In nested ordering, a parent pixel at level \(L\) with index \(i\) has children \(4i\), \(4i+1\), \(4i+2\), \(4i+3\) at level \(L+1\). Coarsening the full grid therefore reduces to reshaping the data array from \((n_\text{cells},)\) to \((n_\text{cells} / 4,\; 4)\) and reducing along the last axis, requiring no index lookup, no scatter, and no sorting.

Ring ordering does not have contiguous parent-child layout. Grid-doctor supports it, but in that mode every pyramid level is independently remapped from the source grid, which is substantially more expensive.

Spherical geometry¶

All HEALPix cell boundaries and centre coordinates are computed on a perfect sphere, not on the WGS84 ellipsoid. The remapping software we use, ESMF (Earth System Modeling Framework, a widely used library for regridding Earth-system model output), also assumes a perfect sphere for its internal overlap area calculations. Using the same geometry for the HEALPix target mesh avoids systematic area errors in the weight matrix.
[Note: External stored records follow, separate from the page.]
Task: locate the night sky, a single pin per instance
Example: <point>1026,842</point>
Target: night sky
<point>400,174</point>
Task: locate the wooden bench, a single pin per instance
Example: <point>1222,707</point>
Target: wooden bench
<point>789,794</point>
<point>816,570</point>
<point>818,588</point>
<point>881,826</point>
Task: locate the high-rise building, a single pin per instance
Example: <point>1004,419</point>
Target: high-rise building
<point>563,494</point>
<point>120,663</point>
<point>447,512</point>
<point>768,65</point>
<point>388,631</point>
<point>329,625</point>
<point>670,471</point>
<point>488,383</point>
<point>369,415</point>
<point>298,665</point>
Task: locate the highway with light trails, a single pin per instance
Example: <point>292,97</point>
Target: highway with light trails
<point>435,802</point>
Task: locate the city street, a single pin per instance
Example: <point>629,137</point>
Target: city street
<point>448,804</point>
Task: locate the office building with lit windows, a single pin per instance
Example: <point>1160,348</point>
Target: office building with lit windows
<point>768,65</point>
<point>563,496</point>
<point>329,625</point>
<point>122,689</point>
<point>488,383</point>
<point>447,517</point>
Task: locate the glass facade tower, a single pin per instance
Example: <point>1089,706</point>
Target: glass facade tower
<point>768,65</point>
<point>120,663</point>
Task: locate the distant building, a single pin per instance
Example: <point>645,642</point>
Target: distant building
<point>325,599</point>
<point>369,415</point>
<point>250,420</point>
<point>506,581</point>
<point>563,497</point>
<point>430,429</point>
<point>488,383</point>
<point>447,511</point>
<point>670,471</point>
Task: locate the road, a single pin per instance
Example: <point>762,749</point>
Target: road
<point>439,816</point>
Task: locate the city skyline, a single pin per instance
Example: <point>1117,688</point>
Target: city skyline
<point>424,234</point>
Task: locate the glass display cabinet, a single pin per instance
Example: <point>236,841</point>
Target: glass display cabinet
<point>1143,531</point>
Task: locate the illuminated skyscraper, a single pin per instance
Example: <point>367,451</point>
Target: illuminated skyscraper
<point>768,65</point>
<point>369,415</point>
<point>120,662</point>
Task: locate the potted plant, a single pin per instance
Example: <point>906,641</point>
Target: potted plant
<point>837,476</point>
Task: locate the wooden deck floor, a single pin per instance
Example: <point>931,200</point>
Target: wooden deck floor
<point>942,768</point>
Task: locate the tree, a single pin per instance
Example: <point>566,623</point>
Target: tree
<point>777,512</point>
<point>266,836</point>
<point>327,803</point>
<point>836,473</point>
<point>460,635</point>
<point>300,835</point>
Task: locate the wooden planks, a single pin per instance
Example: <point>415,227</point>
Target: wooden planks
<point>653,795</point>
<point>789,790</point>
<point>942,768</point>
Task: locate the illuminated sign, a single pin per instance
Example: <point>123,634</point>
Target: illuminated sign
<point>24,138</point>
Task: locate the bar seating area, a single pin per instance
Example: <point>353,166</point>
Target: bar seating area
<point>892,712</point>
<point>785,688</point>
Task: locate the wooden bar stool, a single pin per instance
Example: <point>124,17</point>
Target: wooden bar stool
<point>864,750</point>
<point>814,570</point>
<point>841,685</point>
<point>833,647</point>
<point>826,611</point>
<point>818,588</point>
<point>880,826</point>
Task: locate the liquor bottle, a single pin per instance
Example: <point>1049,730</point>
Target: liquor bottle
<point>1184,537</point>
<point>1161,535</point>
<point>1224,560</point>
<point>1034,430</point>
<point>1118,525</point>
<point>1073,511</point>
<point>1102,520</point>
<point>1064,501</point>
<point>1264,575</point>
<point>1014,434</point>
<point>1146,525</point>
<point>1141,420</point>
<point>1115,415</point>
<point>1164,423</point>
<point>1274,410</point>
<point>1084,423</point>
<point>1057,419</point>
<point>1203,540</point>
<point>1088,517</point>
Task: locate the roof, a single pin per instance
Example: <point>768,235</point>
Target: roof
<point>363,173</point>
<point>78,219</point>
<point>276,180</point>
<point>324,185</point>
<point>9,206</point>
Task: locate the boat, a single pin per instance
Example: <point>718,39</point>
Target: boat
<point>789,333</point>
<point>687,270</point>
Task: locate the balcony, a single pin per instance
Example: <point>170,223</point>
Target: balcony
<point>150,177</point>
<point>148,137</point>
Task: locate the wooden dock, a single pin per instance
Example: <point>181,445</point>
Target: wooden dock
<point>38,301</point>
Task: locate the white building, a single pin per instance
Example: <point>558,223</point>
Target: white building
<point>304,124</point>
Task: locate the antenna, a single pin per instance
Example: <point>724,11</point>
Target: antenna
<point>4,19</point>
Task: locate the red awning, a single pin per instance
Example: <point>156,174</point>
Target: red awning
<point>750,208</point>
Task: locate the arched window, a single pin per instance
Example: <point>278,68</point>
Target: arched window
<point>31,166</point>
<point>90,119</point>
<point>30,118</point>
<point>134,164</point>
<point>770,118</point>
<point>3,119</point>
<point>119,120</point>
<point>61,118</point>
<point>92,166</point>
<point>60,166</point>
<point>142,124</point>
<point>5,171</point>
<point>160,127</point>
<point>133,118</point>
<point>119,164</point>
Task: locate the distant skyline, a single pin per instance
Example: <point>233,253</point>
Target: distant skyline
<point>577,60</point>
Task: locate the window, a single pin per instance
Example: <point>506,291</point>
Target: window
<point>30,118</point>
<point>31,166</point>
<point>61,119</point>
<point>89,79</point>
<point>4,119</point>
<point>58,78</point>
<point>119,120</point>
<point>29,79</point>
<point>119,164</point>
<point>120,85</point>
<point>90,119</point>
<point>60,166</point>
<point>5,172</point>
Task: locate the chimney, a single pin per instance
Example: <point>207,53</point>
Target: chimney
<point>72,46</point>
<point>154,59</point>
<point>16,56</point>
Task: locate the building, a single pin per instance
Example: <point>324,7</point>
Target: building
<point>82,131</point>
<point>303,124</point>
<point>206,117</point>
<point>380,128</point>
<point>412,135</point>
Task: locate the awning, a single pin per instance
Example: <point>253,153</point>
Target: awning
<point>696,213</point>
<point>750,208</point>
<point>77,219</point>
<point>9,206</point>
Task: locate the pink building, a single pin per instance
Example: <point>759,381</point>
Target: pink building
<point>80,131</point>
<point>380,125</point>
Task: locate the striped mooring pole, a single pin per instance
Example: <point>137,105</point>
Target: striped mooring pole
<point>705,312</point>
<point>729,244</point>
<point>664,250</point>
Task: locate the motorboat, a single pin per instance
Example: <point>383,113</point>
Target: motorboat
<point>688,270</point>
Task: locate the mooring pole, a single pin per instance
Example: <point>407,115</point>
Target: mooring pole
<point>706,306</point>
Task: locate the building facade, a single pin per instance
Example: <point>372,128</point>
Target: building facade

This choice is also consistent with climate models (ICON, IFS, MPAS, …), which use geocentric spherical coordinates internally. The maximum latitude discrepancy between spherical and WGS84 geodetic coordinates is about 0.19° at 45° latitude, well within the spatial resolution of any current global climate dataset.

Target level selection¶

The target HEALPix level for each source dataset is chosen as the highest level whose characteristic pixel spacing is coarser than or comparable to the source resolution. The heuristic is:

\[ \ell = \left\lfloor \log_2 \frac{58.6°}{\Delta} \right\rfloor \]

where \(\Delta\) is the estimated source grid spacing in degrees. The constant 58.6° is the approximate pixel spacing at level 0, derived from \(360° \;/\; \sqrt{12 \times 4^0}\).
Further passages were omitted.